Try this one on for size – one day you wake up exhausted after a full night’s sleep, notice a few more aches and pains than normal, and mentally things are just not clicking. Over time, it doesn’t get any better. There are headaches, some severe ones, and an on-and-off sore throat. Could be a virus, maybe some kind of bug, but the symptoms refuse to go away. So you go to your doctor for blood tests and everything appears normal. But you can barely function and anything the least bit strenuous, either physically or mentally, leaves you absolutely drained. Only after you’ve lived with these debilitating symptoms for six months or more, absent any definitive diagnostic tools, once everything else is ruled out, your problem gets a name.
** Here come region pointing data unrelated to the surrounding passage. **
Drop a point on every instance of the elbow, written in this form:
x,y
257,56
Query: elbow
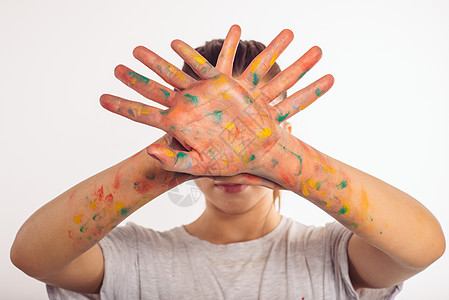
x,y
19,259
432,249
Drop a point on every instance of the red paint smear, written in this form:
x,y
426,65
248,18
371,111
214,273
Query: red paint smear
x,y
109,199
116,184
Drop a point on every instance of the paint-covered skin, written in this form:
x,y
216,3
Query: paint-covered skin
x,y
231,136
228,127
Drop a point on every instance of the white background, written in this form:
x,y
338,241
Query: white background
x,y
387,114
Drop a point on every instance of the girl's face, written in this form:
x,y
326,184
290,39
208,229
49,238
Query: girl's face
x,y
233,198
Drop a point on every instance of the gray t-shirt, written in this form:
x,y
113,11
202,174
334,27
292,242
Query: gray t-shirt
x,y
293,261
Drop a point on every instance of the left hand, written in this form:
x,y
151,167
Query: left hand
x,y
227,124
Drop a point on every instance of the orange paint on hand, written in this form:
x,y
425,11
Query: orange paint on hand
x,y
168,152
264,133
230,126
255,65
304,189
273,59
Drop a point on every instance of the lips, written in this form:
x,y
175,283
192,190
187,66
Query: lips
x,y
230,187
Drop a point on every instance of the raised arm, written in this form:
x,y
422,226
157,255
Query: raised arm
x,y
58,243
395,236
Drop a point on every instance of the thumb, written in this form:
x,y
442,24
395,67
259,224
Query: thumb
x,y
171,159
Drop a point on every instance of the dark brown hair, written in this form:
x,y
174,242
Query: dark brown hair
x,y
246,52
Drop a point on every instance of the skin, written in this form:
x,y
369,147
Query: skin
x,y
381,252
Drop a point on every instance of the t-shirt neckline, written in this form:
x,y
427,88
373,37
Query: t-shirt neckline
x,y
267,237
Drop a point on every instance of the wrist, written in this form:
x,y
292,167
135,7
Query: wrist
x,y
284,163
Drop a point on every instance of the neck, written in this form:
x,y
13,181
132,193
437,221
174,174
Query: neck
x,y
218,227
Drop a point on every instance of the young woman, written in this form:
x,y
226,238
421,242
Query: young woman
x,y
222,132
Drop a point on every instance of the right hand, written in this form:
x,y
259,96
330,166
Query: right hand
x,y
181,81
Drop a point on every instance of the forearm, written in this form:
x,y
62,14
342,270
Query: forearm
x,y
73,222
382,215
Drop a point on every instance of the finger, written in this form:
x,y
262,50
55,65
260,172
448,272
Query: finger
x,y
248,179
135,111
195,60
288,77
169,73
263,62
171,159
148,88
225,59
303,98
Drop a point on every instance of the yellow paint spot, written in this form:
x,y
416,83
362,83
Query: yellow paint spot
x,y
199,59
325,168
264,133
168,152
304,189
255,65
273,59
77,219
230,126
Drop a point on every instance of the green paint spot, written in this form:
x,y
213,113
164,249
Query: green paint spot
x,y
218,114
342,184
282,117
319,92
166,93
343,210
139,77
192,99
255,79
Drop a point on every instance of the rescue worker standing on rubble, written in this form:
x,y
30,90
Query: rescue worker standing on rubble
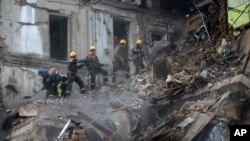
x,y
137,55
95,67
120,59
54,83
72,74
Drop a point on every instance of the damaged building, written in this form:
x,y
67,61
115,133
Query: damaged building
x,y
196,81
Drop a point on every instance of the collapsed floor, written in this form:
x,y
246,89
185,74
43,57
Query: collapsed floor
x,y
200,93
193,91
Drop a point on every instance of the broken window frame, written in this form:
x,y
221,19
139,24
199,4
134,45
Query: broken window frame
x,y
64,55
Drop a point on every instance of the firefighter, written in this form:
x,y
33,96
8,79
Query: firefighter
x,y
95,67
137,55
120,59
72,74
54,78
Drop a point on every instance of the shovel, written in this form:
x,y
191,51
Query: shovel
x,y
28,97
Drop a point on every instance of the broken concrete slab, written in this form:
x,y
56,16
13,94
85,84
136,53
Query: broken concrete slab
x,y
234,84
185,122
201,121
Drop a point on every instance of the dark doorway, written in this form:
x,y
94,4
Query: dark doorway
x,y
120,31
58,37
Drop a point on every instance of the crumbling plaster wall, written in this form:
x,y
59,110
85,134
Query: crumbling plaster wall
x,y
18,82
25,30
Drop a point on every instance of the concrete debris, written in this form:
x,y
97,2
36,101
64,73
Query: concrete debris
x,y
185,122
190,85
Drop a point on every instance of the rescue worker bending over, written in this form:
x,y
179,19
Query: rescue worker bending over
x,y
58,82
120,60
95,67
72,74
54,83
137,55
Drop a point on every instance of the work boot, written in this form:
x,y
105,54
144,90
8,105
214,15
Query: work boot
x,y
83,91
67,93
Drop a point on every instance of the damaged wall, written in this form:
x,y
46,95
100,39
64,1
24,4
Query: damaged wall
x,y
24,31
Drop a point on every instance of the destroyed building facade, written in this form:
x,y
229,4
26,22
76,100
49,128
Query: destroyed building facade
x,y
41,33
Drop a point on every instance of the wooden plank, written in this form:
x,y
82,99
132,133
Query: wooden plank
x,y
201,122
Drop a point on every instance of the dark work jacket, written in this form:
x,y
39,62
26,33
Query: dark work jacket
x,y
72,65
92,61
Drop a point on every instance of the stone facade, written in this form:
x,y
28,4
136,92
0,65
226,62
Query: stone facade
x,y
25,35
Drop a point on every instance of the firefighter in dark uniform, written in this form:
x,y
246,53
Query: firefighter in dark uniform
x,y
72,74
120,59
137,55
95,67
58,83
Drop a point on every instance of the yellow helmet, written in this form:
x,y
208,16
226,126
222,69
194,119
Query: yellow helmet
x,y
72,54
122,41
139,42
92,48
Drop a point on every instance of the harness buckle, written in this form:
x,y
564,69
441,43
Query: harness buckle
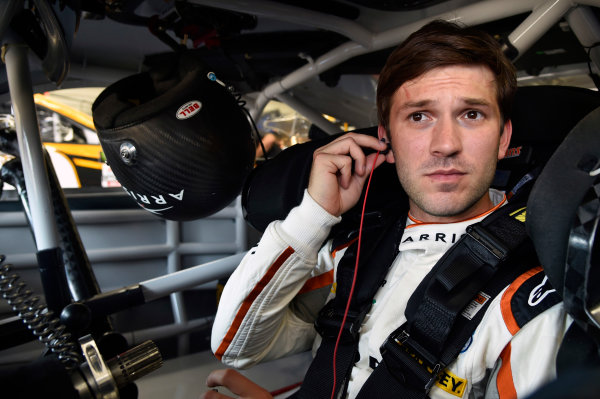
x,y
410,363
488,241
329,321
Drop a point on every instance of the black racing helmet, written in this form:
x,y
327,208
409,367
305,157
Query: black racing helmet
x,y
176,139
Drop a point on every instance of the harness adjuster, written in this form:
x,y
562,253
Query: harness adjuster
x,y
410,363
329,321
488,241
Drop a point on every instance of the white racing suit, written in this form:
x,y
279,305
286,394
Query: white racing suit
x,y
271,301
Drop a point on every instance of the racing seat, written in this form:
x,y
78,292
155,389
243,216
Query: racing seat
x,y
554,136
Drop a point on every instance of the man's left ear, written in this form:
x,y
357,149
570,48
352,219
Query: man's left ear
x,y
505,139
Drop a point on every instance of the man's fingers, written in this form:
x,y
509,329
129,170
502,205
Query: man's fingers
x,y
214,394
236,383
353,144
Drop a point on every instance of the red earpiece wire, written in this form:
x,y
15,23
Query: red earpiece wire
x,y
362,215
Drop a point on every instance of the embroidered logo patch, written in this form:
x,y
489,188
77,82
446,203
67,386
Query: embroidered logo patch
x,y
520,214
451,383
476,304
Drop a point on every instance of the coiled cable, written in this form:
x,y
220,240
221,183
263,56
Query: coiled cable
x,y
41,321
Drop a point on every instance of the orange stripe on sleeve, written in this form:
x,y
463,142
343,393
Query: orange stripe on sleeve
x,y
505,308
504,381
320,281
241,314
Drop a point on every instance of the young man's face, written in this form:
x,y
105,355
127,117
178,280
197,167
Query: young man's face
x,y
446,138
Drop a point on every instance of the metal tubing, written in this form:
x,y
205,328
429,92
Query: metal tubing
x,y
8,8
477,13
166,331
296,15
30,147
164,285
174,265
308,112
586,27
537,23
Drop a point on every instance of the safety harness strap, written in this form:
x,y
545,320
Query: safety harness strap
x,y
378,250
450,302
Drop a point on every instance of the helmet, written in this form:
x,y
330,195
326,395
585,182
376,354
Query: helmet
x,y
176,139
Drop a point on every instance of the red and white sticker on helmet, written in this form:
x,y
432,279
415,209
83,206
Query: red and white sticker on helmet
x,y
189,109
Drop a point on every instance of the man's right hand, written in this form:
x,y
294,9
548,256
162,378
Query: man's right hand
x,y
339,171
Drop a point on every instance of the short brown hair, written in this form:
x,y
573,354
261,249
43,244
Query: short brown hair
x,y
439,44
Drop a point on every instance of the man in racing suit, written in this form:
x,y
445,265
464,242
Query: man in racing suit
x,y
444,100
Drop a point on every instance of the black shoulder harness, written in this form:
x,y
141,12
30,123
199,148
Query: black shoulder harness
x,y
489,257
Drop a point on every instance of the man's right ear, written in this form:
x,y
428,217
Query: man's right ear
x,y
383,136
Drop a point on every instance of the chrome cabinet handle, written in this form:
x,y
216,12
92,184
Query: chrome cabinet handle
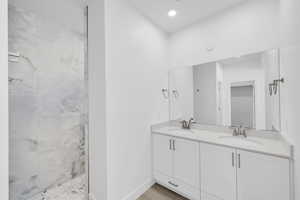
x,y
239,157
173,184
174,145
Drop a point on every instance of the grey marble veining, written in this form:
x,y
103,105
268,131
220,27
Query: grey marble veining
x,y
47,103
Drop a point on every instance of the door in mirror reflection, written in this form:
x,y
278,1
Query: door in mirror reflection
x,y
237,91
242,106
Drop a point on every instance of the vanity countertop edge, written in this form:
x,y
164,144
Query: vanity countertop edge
x,y
274,145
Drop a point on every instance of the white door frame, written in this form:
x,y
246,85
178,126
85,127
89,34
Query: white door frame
x,y
4,100
243,84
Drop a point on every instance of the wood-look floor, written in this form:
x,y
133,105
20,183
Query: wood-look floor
x,y
157,192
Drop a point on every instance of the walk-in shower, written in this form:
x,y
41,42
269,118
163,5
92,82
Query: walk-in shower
x,y
48,100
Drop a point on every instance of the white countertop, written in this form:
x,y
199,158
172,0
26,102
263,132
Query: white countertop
x,y
271,145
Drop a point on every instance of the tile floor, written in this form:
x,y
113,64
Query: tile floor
x,y
72,190
157,192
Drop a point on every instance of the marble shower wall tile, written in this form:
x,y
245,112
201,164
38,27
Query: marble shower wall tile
x,y
47,96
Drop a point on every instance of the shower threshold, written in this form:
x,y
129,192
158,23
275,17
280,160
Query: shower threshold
x,y
74,189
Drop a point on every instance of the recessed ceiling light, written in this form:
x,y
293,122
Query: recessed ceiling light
x,y
172,13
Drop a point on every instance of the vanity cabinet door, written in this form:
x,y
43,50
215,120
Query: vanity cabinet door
x,y
218,172
186,161
162,154
262,177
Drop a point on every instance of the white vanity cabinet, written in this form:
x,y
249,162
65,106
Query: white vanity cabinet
x,y
208,171
262,177
218,172
176,164
230,174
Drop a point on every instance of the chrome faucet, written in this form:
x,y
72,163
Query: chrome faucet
x,y
187,124
239,131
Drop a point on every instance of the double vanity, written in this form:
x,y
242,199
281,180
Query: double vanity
x,y
209,163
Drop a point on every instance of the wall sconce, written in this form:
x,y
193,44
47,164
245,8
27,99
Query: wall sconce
x,y
273,87
165,93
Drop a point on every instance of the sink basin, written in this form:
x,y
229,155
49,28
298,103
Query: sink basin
x,y
240,141
177,129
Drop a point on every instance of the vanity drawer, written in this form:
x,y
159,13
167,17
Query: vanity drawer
x,y
177,186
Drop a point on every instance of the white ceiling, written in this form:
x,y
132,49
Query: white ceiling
x,y
189,11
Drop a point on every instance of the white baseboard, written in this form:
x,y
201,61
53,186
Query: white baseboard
x,y
140,190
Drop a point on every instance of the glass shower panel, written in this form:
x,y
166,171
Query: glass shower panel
x,y
48,100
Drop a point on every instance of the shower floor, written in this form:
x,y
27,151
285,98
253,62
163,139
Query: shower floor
x,y
75,189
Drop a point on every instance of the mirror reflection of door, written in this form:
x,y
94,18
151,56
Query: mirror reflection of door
x,y
243,106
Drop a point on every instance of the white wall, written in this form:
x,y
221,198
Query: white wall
x,y
290,70
3,101
136,72
97,100
249,27
205,101
181,103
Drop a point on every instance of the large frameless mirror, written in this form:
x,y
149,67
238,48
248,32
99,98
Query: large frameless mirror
x,y
238,91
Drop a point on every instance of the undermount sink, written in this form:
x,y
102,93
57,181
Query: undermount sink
x,y
241,141
180,129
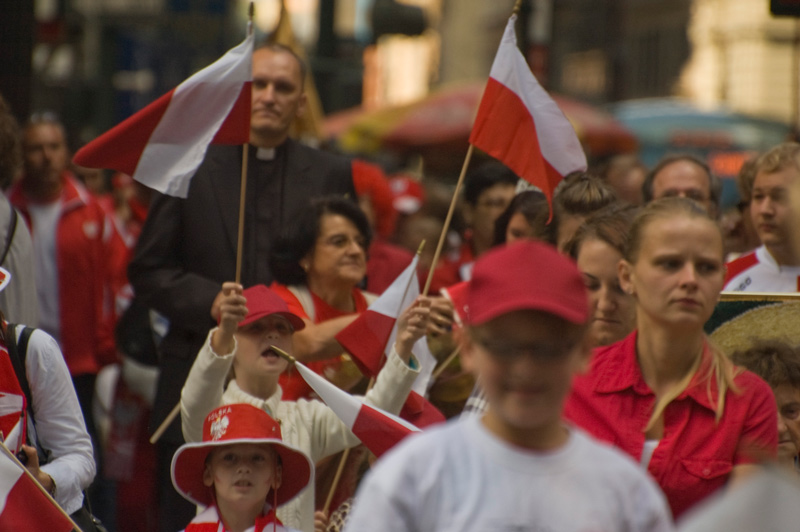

While that is a nightmare for any active, involved person it is a crushing reality for those who have myalgic encephalomyelitis/chronic fatigue syndrome (ME/CFS). More than two million Americans suffer from this one – and it’s a big mystery to scientists and medical researchers who don’t even know its origin; is it a brain problem, an immunological condition, an infectious illness, a metabolic disorder or all of the above. That makes treating or curing it seem out of reach.
If there ever was a disorder that would benefit significantly from human post-mortem brain donation this is it – how else will scientific investigators nail down what exactly is the anomaly that defines or triggers or causes ME/CFS? The National Institutes of Health (NIH) is anxious to untangle the conundrum, but as with any mystery, evidence must be collected.
That’s where you come in. Please share this message – or post it, if you would, so that those who suffer can consider the precious gift of brain donation. Hopefully answers will come sooner rather than later, especially for those who are struggling to cope with ME/CFS. In the middle of all these questions, one thing’s for certain: there’s never a bad time to contribute to the advancement of science.